La France, Cuba, le Portugal, la Russie et la Suède figurent parmi les pays qui garantissent ces trois politiques selon le rapport. Cependant, 85 millions d’enfants de moins de 5 ans grandissent dans un pays où aucune de ces politiques essentielles n’est mise en place. Étonnamment, 40 % de ces enfants vivent dans seulement deux pays : le Bangladesh et les États-Unis.

Des millions d’enfants de moins de 5 ans grandissent dans des environnements peu sûrs

  • Environ 300 millions d’enfants dans le monde vivent dans des régions où l’air est toxique, et les recherches montrent que cela peut endommager le cerveau en plein développement des enfants ;
  • Environ 75 millions d’enfants vivent dans des zones affectées par un conflit, ce qui augmente leur risque de subir un stress toxique susceptible d’inhiber les connexions neuronales au cours de la petite enfance ;
  • Une nutrition de mauvaise qualité, des environnements insalubres et des maladies ont entraîné chez 155 millions d’enfants à travers le monde des retards de croissance, qui empêchent leur corps et leur cerveau de se développer et d’atteindre leur plein potentiel ;
  • Un quart des enfants âgés de deux à quatre ans dans 64 pays ne participe à aucune des activités essentielles au développement cérébral comme le jeu, la lecture et le chant.

La petite enfance : moins de 2 % des budgets d’éducation

Le rapport met en garde contre l’incapacité à protéger les enfants les plus désavantagés et à leur offrir des possibilités de développement précoce, car elle sape la croissance potentielle de sociétés et d’économies entières. Il cite pour cela une étude qui révèle que les enfants de ménages pauvres, qui peuvent jouer et bénéficier d’un apprentissage précoce au cours de la petite enfance, gagnent en moyenne 25 % de plus à l’âge adulte que ceux qui n’ont pas pu en profiter.
 
En moyenne, les gouvernements du monde dépensent moins de 2 % de leur budget d’éducation dans des programmes consacrés à la petite enfance. Pourtant, le rapport souligne qu’investir dans les premières années de vie des enfants d’aujourd’hui apportera des bénéfices économiques significatifs à l’avenir. Chaque dollar investi dans des programmes en faveur de l’allaitement maternel génère 35 dollars (environ 29 euros) en retour, et chaque dollar dédié aux soins et à l’éducation pendant la petite enfance pour les enfants les plus défavorisés peut rapporter jusqu’à 17 dollars (environ 14 euros) en retour.
 
« Si nous n’investissons pas dès maintenant en faveur des enfants et des familles les plus vulnérables, nous continuerons d’alimenter les cycles intergénérationnels de la pauvreté et de l’inégalité.
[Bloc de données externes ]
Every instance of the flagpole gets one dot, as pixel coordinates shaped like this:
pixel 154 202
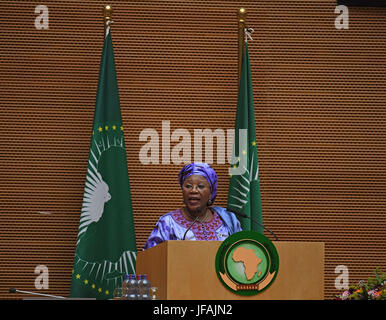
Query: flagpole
pixel 107 13
pixel 241 14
Chaque personne que nous n’aidons pas et chaque occasion manquée creusent l’écart entre les nantis et les plus démunis et mettent à mal notre force et notre stabilité à long terme », affirme Anthony Lake, Directeur général de l’UNICEF.
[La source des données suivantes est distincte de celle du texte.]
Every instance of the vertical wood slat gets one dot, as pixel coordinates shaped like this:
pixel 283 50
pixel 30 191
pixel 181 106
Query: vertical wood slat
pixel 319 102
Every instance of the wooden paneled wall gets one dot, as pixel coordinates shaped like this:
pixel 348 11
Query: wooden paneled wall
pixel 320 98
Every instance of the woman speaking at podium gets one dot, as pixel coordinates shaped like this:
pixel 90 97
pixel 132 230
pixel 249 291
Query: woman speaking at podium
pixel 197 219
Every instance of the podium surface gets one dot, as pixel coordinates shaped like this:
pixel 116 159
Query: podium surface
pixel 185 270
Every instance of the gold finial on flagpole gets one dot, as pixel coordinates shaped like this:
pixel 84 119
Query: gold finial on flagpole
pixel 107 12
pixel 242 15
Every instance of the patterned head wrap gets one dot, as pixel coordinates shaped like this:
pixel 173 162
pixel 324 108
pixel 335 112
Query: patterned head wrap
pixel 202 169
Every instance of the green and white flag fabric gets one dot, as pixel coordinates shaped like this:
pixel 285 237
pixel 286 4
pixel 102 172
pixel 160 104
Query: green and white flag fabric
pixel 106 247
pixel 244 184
Agir en faveur du développement de la petite enfance

Les gouvernements et le secteur privé doivent soutenir les politiques nationales de base en faveur du développement de la petite enfance, et :

  • Investir en faveur de services de développement de la petite enfance et en les étendant dans les maisons, les écoles, les communautés et les centres de soin – en accordant la priorité aux enfants les plus vulnérables ;
  • Élever au rang de priorité les politiques familiales, y compris les deux années d’enseignement préscolaire gratuit, les congés parentaux payés et les pauses pour l’allaitement rémunérées ;
  • Accorder aux parents qui travaillent le temps et les ressources nécessaires pour contribuer au développement cérébral de leurs jeunes enfants ;
  • Collecter et analyser les données relatives au développement de la petite enfance et suivre les progrès pour toucher les enfants et les familles les plus vulnérables.
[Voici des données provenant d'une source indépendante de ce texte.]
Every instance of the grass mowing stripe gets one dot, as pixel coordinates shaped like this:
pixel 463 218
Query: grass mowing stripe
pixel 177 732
Pour Elodie Gossuin, nommée aujourd’hui ambassadrice de l’UNICEF France, dédiée à la thématique de la Petite Enfance, « ce rapport est l’occasion de défendre l’importance et le rôle essentiels de la nutrition, l’amour, le jeu et les loisirs dans le développement de l’enfant. C’est pour moi une évidence ! Mais cela reste hors d’atteinte pour des millions d’enfants à travers le monde et c’est pour cela que je veux porter leur voix toujours plus ».